Bund, Länder und Gemeinden
10/21/2016

Finanzausgleich: Wo es noch hakt

Für ÖVP-Verhandler Josef Pühringer wäre Einigung bei Verhandlungen am Freitag "unrealistisch".

Bei den Finanzausgleichsverhandlungen am Freitag wird noch keine Einigung erwartet. Für ÖVP-Verhandler Josef Pühringer wäre das "unrealistisch". "Die Verhandlungen sind noch nicht soweit, dass wir in die Nähe eines Abschlusses kommen", sagte der oberösterreichische Landeshauptmann im Vorfeld gegenüber der APA.

Annäherung bei Gesundheit- und Pflege

Auch Vorarlbergs Landeschef Markus Wallner (ÖVP) berichtete zwar von Annäherungen bei Gesundheits- und Pflegefinanzierung, abgeschlossen werden die Verhandlungen seinen Angaben zufolge aber noch nicht.
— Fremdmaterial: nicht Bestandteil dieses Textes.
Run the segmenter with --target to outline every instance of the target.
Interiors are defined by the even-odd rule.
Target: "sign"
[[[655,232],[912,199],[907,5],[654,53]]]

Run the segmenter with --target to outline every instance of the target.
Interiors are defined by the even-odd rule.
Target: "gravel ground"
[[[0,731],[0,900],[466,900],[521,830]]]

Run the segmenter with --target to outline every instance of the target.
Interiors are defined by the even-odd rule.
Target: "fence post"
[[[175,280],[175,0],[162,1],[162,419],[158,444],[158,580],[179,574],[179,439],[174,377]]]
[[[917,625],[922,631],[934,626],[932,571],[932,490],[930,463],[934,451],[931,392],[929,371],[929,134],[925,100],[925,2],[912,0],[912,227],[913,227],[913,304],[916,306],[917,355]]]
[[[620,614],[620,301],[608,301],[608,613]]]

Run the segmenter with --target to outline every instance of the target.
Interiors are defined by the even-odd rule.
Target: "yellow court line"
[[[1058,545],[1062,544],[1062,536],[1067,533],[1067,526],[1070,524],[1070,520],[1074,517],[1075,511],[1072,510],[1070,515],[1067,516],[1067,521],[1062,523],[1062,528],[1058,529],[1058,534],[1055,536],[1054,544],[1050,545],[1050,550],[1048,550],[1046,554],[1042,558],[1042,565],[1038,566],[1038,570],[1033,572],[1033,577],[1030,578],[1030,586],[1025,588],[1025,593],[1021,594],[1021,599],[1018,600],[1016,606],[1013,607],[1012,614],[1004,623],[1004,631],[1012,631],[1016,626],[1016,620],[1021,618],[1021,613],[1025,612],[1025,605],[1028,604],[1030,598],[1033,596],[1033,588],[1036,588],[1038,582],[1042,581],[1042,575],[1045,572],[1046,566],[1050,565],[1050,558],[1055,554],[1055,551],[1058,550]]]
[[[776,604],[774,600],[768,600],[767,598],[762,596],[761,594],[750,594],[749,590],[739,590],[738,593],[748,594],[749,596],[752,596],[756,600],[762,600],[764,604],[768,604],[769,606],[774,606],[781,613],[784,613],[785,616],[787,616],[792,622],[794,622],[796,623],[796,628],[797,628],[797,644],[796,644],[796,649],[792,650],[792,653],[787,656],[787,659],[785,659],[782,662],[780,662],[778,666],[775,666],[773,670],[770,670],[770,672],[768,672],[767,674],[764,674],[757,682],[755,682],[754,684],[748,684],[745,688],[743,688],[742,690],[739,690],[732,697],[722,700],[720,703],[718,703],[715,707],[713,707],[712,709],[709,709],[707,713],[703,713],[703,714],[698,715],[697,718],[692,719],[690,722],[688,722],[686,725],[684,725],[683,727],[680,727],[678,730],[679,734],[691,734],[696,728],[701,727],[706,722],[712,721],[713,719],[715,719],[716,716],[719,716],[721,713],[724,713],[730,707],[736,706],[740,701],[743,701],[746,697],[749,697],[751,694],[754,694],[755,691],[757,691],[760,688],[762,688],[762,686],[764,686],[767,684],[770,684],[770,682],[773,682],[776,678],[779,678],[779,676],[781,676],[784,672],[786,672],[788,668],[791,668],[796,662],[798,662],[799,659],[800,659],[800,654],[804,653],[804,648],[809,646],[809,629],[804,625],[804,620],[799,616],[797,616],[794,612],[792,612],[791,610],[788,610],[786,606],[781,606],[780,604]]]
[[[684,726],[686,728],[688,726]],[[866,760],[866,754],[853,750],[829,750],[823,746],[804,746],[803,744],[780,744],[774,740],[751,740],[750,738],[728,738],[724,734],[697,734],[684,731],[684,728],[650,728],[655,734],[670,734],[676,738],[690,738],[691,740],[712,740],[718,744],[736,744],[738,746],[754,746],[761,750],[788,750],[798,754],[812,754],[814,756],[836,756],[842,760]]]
Größter offener Punkt sind aus seiner Sicht die von den Ländern geforderten zusätzlichen Mittel. Finanzminister Hans Jörg Schelling (ÖVP) hatte die 500 Millionen Euro-Forderung der Länder zuletzt zurückgewiesen.

Finanzausgleich regelt Aufteilung der Steuern

Der Finanzausgleich regelt die Aufteilung der Steuern zwischen Bund, Ländern und Gemeinden. Der Vertrag läuft heuer aus und wird derzeit neu verhandelt. Angestrebt wird eine Einigung bis spätestens Mitte November, um die nötigen Gesetzesbeschlüsse noch rechtzeitig vor Jahresende umsetzen zu können.